Esiebo’s work indirectly comments on the problems of urban planning in his chosen cities, where the construction of yet another government office building might be favored over the addition of recreational facilities. And if such facilities were to be built, they may be inaccessible, guarded, under lock and key. Who, then, has access to this beautiful game, a game so often said to be democratic, open to all across political or racial divides?

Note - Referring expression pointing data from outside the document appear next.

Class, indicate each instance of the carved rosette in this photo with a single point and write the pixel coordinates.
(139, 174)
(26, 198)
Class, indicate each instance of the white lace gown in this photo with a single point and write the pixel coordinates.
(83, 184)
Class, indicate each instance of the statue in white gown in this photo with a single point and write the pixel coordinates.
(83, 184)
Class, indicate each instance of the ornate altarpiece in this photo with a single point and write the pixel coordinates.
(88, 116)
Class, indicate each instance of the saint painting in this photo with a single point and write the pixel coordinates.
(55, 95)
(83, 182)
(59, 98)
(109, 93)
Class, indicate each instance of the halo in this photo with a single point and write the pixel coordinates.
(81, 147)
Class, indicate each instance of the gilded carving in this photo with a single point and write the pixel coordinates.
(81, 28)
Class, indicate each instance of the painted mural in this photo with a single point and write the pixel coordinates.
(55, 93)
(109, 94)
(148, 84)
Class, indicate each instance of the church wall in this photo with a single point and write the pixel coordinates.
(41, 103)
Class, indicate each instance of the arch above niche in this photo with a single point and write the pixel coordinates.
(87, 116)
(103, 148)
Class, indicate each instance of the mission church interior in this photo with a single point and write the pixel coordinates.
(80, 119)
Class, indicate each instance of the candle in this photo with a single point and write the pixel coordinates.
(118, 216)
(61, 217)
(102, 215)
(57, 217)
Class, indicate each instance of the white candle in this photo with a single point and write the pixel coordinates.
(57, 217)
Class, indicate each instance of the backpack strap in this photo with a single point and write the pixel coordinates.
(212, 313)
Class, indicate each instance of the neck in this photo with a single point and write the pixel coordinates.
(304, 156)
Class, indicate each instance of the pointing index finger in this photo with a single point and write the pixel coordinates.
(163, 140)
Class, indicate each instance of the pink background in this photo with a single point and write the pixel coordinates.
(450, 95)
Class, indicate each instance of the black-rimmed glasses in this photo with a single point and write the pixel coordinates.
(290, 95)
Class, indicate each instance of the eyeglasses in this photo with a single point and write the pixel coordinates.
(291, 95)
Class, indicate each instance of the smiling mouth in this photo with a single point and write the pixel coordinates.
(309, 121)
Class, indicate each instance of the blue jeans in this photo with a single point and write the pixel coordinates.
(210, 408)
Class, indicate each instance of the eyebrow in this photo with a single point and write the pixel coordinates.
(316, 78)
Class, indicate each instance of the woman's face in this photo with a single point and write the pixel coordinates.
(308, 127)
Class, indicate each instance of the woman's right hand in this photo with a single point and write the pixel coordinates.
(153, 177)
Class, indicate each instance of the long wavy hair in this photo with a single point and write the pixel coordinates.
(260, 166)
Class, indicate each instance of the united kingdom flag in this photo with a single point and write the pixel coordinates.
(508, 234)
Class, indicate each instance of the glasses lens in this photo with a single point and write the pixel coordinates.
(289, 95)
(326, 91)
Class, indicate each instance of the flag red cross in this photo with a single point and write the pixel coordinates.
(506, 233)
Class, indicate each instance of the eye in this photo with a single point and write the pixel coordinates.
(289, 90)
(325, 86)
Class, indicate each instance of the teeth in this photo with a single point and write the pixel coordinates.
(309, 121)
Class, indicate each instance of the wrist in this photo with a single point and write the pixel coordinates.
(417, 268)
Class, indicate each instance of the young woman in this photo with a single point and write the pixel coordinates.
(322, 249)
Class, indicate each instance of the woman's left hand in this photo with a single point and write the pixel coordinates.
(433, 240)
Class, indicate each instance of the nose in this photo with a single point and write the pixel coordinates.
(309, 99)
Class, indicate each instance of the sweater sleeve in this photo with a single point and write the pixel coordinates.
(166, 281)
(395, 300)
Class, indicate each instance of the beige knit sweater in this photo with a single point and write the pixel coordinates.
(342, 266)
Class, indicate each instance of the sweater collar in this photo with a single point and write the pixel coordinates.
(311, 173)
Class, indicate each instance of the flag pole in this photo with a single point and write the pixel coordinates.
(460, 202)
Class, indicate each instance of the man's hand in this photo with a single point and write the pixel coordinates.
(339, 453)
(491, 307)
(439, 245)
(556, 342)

Esiebo’s exhibition coincided with the start of the fifa World Cup—this year held in Russia—and the whole world was supposed to see itself represented there. Games were played in stadiums that cost more than $300 million to build, though rumors say the true figure may be much higher. Most of the players who attract global attention trained in elite European soccer academies. In the tournament, Europe was guaranteed thirteen slots. Africa, with a similar number of countries, was allotted only five. The prevailing argument was that Europe has more competent teams and should therefore have more representation. But how many African countries—impoverished by their own leadership, as well as by historical colonial exploitation by European powers—have $300 million to spend on a stadium or funds to support academies? Although there have been exceptions to the rule—low-income neighborhoods and impossible circumstances have produced stars such as the Nigerian defender Taribo West, who helped his country win gold at the 1996 Summer Olympics—the academies of wealthier countries are always going to be more likely to produce star players such as David de Gea or Cristiano Ronaldo.

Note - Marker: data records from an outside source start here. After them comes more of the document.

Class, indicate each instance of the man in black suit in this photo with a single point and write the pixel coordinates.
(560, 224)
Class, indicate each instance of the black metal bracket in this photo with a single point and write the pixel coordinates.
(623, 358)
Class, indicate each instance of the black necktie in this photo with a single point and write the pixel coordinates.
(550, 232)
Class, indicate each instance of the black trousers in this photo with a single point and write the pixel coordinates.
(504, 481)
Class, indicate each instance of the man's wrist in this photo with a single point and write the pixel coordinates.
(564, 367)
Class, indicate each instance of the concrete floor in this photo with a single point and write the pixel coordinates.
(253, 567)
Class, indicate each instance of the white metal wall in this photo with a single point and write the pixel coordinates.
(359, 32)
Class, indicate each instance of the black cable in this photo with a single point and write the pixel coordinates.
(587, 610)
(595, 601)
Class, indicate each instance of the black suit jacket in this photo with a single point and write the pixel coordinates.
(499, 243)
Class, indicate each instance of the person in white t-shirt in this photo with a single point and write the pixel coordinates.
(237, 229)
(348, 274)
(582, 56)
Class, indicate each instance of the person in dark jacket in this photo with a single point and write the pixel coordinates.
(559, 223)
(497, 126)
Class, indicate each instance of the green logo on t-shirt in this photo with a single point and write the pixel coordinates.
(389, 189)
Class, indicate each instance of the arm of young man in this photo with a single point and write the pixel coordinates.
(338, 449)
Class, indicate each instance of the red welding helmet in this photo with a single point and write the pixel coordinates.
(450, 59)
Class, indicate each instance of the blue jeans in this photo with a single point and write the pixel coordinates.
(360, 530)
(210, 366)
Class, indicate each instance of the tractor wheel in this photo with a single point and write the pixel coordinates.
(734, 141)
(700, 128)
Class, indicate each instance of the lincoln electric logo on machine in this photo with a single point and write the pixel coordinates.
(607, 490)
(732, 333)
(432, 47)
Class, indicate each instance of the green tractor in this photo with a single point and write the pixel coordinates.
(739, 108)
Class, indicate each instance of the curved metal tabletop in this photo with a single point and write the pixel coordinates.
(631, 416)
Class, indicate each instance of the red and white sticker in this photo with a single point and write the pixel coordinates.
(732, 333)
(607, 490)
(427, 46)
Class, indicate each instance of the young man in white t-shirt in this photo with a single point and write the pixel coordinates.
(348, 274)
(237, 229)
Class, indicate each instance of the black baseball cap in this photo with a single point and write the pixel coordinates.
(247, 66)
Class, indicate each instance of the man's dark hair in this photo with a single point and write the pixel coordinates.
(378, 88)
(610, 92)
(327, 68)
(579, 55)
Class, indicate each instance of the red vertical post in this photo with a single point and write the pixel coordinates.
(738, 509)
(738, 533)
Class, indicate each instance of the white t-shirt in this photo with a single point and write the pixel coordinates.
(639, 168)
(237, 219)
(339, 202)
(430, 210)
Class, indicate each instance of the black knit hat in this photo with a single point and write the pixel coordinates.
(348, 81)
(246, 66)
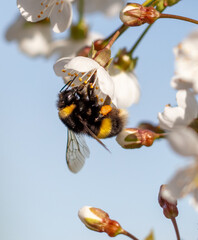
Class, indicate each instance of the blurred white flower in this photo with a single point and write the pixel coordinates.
(69, 47)
(127, 90)
(185, 181)
(183, 114)
(34, 39)
(59, 12)
(186, 64)
(109, 7)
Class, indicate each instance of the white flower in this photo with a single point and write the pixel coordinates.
(109, 7)
(183, 114)
(127, 90)
(185, 181)
(80, 70)
(59, 12)
(34, 39)
(186, 65)
(69, 47)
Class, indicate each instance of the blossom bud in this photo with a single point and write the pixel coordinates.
(124, 61)
(162, 4)
(194, 124)
(169, 207)
(135, 138)
(84, 52)
(79, 31)
(134, 14)
(98, 220)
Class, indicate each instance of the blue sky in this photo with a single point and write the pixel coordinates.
(40, 198)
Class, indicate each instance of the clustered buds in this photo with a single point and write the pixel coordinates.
(162, 4)
(134, 14)
(98, 220)
(124, 61)
(135, 138)
(169, 207)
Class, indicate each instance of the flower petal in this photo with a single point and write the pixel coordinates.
(61, 19)
(127, 89)
(82, 64)
(105, 83)
(31, 10)
(194, 200)
(60, 65)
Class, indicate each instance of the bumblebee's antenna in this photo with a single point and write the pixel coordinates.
(68, 84)
(92, 134)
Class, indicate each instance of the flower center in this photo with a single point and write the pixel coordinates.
(48, 5)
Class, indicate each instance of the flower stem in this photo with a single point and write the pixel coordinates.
(139, 40)
(178, 17)
(148, 3)
(129, 235)
(81, 9)
(176, 228)
(116, 35)
(123, 28)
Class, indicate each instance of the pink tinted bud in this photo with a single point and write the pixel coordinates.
(84, 52)
(169, 208)
(98, 220)
(134, 14)
(131, 138)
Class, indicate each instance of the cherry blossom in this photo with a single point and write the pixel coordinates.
(185, 181)
(124, 82)
(181, 115)
(34, 39)
(59, 12)
(80, 70)
(109, 7)
(69, 47)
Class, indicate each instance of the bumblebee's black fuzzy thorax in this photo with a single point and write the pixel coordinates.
(80, 112)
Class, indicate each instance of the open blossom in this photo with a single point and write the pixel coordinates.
(81, 69)
(69, 47)
(59, 12)
(181, 115)
(109, 7)
(34, 39)
(185, 181)
(186, 64)
(127, 90)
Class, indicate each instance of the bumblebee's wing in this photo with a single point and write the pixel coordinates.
(77, 151)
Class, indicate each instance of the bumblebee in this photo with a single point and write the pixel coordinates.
(82, 113)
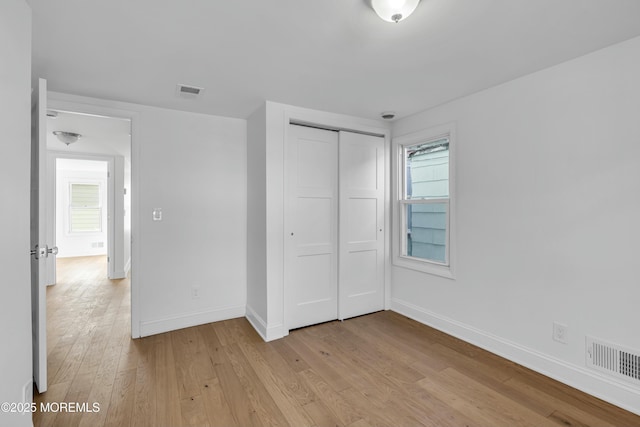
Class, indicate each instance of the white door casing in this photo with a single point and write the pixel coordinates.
(361, 238)
(311, 224)
(39, 247)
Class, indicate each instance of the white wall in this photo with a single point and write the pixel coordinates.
(79, 244)
(547, 231)
(256, 216)
(15, 116)
(193, 167)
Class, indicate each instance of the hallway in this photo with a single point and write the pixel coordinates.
(88, 336)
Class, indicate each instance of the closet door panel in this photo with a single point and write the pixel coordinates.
(361, 212)
(311, 224)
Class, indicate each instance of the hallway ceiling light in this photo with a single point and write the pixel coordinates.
(394, 10)
(67, 137)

Shot between 2006 and 2018 as an exploratory project, Esiebo’s images capture moments that are usually fleeting, such as the celebration of a goal, or a badly timed tackle and the resulting injury. Esiebo apparently does not require stillness in order to attain clarity. In spite of the makeshift conditions in which his subjects play, there is an unmissable, infectious joy in his images. In one of the more striking of them, Marina, 2018, more than thirty young men play soccer beneath a railway bridge under construction in Lagos. Immense concrete pillars tower over everyone and everything; the players, happy and animated, are dwarfed, apparently irrelevant in the grand scheme of things. The truth could not be any clearer.